As Gujral writes, “Following [Kundan Lal’s] employer’s request to serve him something light and not greasy, a novel idea struck him. He marinated chicken with some yogurt and spices and lowered it into the hot clay oven, the tandoor, by piercing an iron wire into the marinated bird. (There were no skewers, as in those days the tandoor was only used to bake breads like naan, paratha, and roti.) What came out was a tandoori chicken, and the rest is history.” In the process of creating tandoori chicken, simply by using an oven traditionally used for bread to cook meat, Kundan Lal created the entire category of tandoori cooking, which Gujral suggests is the equivalent of creating an entire cuisine.

It’s hard to quibble with that argument since nonbread foods cooked in a tandoor all share one common attribute: namely a spiced yogurt coating designed to prevent the food being cooked from drying out, which chars a fair amount in the extreme high heat of a tandoor. That combination of flavors defines what Gujral calls a cuisine, and it’s also a defining element of the butter chicken I remember eating as a child.

To confirm this, I trekked up to the Moti Mahal outpost on the Upper East Side of Manhattan. I ordered the murgh makhani and some naan, plus an order of the dal makhani just because it’s so good. The butter chicken was a little more tart than I remembered it, as was the dal, and that’s either because my memory is bad, the franchise recipe has changed, or because of differences in the kinds of tomatoes available in India versus the United States. But the dairy-enriched sauce had definite notes of brown cardamom and fenugreek leaves, so I’d gotten that much right, at least, and the chicken, while a little softer than the chicken in the butter chicken of my memory, had tell-tale char marks that lent a smoky yogurt tanginess to the sauce.

I ended up developing a pressure cooker recipe for butter chicken that incorporates those flavors, but as I went through the process, I came to appreciate Dr. Pitre’s recipe for Instant Pot butter chicken even more.

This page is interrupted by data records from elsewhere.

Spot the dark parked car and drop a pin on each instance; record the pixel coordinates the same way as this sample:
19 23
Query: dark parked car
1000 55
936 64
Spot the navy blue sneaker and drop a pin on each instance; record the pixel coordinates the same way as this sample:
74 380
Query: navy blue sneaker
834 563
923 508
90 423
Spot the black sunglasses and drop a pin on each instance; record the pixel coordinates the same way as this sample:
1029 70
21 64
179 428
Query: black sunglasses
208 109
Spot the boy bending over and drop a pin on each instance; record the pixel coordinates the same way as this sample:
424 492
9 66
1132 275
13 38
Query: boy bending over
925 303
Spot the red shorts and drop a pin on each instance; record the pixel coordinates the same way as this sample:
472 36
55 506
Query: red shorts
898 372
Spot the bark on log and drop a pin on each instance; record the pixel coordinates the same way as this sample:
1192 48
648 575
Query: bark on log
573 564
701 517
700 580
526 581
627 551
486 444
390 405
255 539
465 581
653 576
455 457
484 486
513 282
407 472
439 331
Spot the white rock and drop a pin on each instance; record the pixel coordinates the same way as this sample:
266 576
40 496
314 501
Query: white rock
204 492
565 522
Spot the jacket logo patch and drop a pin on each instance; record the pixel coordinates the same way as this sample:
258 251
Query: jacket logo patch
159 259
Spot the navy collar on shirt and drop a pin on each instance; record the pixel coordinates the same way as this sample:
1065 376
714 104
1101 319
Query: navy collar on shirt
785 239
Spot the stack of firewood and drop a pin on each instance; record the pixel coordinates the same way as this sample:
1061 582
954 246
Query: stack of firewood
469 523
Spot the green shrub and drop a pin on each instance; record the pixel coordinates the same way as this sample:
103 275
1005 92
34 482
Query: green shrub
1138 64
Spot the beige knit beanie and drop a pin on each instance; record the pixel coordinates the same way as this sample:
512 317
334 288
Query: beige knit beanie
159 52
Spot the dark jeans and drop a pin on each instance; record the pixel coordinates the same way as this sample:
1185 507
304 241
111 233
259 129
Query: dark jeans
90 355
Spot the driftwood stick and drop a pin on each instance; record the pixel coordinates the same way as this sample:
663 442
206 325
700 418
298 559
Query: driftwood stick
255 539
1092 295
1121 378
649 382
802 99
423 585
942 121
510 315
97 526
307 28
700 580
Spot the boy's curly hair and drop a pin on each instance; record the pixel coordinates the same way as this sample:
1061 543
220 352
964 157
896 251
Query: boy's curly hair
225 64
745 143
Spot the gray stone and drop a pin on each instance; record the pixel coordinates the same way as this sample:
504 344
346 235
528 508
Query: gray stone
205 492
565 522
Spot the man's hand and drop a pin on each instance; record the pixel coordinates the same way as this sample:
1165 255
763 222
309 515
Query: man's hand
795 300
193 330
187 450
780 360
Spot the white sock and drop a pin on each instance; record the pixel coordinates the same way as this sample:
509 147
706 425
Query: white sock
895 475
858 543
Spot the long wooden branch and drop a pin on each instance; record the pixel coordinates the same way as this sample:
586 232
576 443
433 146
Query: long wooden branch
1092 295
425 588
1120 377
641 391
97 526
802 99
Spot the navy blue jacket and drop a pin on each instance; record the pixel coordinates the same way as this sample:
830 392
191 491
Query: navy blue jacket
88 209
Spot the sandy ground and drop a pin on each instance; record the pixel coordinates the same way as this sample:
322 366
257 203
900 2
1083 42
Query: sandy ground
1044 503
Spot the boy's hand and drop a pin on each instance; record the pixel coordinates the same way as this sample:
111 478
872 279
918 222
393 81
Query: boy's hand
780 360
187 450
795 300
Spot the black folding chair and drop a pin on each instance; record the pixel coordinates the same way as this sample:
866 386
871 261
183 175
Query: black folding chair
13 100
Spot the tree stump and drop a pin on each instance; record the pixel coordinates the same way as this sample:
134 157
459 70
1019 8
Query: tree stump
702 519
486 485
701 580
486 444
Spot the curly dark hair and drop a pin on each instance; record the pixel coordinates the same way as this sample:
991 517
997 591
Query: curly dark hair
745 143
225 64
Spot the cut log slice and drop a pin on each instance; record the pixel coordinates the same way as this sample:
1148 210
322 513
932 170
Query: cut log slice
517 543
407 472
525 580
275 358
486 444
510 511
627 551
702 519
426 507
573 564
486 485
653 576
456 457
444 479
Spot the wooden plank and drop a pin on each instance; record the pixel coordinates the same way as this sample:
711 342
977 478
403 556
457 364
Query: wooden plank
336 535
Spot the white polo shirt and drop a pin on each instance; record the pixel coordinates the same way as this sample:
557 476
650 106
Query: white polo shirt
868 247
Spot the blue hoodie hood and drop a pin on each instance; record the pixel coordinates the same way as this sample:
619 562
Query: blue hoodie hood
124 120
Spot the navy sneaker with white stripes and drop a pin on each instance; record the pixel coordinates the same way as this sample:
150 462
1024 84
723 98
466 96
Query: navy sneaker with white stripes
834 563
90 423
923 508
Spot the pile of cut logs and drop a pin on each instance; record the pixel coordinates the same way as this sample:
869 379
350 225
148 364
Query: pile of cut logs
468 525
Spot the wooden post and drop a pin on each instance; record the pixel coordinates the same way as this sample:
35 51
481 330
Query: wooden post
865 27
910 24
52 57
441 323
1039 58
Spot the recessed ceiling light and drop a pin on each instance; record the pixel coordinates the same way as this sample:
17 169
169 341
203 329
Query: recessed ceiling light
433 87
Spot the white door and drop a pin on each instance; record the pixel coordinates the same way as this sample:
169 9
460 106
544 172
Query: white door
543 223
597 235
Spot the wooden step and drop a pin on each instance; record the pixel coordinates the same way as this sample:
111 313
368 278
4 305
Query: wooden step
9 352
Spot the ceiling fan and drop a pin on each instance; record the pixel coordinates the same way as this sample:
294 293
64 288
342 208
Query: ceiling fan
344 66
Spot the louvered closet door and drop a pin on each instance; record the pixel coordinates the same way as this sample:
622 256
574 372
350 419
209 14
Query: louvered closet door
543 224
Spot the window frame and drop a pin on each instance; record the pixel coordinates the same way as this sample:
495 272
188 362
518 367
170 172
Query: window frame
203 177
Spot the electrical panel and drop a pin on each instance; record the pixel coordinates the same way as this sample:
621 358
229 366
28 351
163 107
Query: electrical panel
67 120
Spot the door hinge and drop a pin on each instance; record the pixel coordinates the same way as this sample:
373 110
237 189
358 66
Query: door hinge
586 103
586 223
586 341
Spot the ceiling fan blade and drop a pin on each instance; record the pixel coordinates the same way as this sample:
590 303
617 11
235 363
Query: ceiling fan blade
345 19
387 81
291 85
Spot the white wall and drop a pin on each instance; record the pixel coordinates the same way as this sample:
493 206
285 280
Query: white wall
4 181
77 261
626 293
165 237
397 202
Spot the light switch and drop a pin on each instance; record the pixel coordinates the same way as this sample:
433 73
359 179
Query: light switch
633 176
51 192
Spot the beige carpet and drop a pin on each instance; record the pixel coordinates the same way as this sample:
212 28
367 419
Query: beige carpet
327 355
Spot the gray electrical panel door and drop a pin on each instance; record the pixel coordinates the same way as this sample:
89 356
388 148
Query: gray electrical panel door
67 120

It doesn’t have some of the hallmarks of what I consider butter chicken, sure, but it seems to me to be an almost perfect recipe. Pitre sets out a few limiting parameters, like an unwillingness to marinate the chicken or cook it separately, and then designs a recipe that produces a very tasty dish that’s close to the original while working within those limits. For example, instead of getting smoky flavor from charring the chicken, she opts for smoked paprika, which I think is a pretty inspired substitution.

The result is a dish that comes together quickly and hits all the main butter chicken points: tender chicken, nicely spiced tomato-based sauce, enough salt to contend with the relatively heavy dose of dairy at the end.

My recipe requires a little more effort, and I believe the result rewards that effort, but the two dishes are essentially the same, which reminds me of another bit of Gujral’s book, where he goes on a little rant about chicken tikka masala. “The fact still remains,” he writes, “that [chicken tikka masala] is out and out a derivative of the tandoori chicken and butter gravy made in Moti Mahal.”

No matter where you are in the world, no matter which restaurant you order it from or which recipe you follow to make it, the butter chicken you’re eating is just another riff on Kundan Lal Gujral’s incredible creation.